At the top of a set of creaky steps in a rehabbed garment wholesale building in downtown St. Louis are the offices of Pushup Social, where Launch Code placed Kegan Myers.
He’s one of the project’s first placements at this social media startup. Though he’s only 20, Myers has been goofing around with basic web programming for years.
“Without Launch Code, I would probably be working some dead end job so that I have a little bit of money to find some way to better myself,” Myers says.
Launch Code works by pairing up two programmers looking at the same code. Brad Urani, Pushup Social’s chief software architect, says the experienced programmer gets lots of questions. And he’s totally cool with that.
“More questions are better because that leads to optimizing the way things work,” Urani says.
Ed Domain runs Techli.com and covers the startup scenes popping up in the Midwest. He thinks Launch Code is a “no-brainer.”
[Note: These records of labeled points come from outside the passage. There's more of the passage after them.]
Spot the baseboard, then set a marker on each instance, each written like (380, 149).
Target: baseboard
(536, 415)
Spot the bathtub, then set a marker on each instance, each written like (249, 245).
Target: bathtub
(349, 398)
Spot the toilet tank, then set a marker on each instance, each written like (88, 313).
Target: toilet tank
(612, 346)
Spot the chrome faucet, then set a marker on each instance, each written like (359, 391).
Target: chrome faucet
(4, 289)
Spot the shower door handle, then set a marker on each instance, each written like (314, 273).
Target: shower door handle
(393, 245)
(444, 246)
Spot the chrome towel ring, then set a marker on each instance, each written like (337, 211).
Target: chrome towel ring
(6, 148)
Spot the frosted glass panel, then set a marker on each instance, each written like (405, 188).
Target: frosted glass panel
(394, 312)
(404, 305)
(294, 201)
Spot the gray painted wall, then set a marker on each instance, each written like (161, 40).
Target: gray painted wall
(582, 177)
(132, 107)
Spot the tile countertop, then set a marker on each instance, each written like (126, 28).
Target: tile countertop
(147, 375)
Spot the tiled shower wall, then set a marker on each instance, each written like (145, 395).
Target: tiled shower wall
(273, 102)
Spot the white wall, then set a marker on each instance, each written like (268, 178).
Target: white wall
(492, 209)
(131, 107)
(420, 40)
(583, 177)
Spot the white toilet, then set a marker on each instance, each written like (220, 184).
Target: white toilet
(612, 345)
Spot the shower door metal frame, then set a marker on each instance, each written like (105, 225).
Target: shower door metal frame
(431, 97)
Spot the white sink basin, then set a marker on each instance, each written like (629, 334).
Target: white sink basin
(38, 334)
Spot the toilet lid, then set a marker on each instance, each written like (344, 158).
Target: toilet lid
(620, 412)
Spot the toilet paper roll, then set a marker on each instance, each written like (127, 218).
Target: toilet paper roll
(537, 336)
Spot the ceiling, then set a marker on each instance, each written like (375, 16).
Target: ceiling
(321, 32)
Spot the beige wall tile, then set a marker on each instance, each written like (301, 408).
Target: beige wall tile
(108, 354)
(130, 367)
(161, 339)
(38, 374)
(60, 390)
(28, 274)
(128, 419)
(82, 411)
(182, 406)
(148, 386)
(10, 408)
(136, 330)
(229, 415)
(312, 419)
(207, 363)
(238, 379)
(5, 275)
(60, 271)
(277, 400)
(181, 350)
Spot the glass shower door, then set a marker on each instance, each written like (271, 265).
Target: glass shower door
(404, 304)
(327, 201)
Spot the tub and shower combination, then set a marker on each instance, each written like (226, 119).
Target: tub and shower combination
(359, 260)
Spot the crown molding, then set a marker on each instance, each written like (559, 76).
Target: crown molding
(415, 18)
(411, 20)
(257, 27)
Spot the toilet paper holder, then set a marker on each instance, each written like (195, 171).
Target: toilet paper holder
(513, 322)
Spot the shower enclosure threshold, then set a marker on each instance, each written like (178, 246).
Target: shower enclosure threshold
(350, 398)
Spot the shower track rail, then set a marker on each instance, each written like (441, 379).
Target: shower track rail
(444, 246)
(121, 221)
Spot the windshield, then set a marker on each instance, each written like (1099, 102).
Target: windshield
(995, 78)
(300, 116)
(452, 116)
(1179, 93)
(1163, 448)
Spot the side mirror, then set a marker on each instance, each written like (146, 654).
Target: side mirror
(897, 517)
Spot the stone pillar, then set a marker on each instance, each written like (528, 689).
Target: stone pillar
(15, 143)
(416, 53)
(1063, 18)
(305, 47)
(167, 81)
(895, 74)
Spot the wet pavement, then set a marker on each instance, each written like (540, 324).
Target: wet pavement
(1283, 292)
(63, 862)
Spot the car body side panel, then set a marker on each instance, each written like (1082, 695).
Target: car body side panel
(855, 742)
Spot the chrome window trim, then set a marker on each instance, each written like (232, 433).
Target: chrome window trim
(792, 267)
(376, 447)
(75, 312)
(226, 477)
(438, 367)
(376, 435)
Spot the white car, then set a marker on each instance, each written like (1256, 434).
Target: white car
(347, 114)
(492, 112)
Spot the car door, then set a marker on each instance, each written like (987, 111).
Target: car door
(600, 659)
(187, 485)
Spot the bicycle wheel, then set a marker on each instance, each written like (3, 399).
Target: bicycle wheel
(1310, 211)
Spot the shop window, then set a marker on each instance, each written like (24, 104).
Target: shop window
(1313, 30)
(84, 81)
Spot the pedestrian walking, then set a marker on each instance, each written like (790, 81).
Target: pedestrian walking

Domain says even if a tech upstart has some cash, it can be slim pickings when it comes to programming talent. With that in mind, Launch Code’s model could solve a big problem for companies on the so-called ‘Silicon Prairie.’
“They can stay home and they can be the next success story for their town,” Domain says.
If Launch Codes works the way he thinks it will, Jim McKelvey is confident he can transition the city from its industrial roots into a tech-hub.
“I believe that we’ll actually create a talent surplus, then you’ll start to see companies moving to this region to take advantage of that surplus,” McKelvey says.
Just like Square, he says if Launch Code’s training and job placement model works here, it can work anywhere.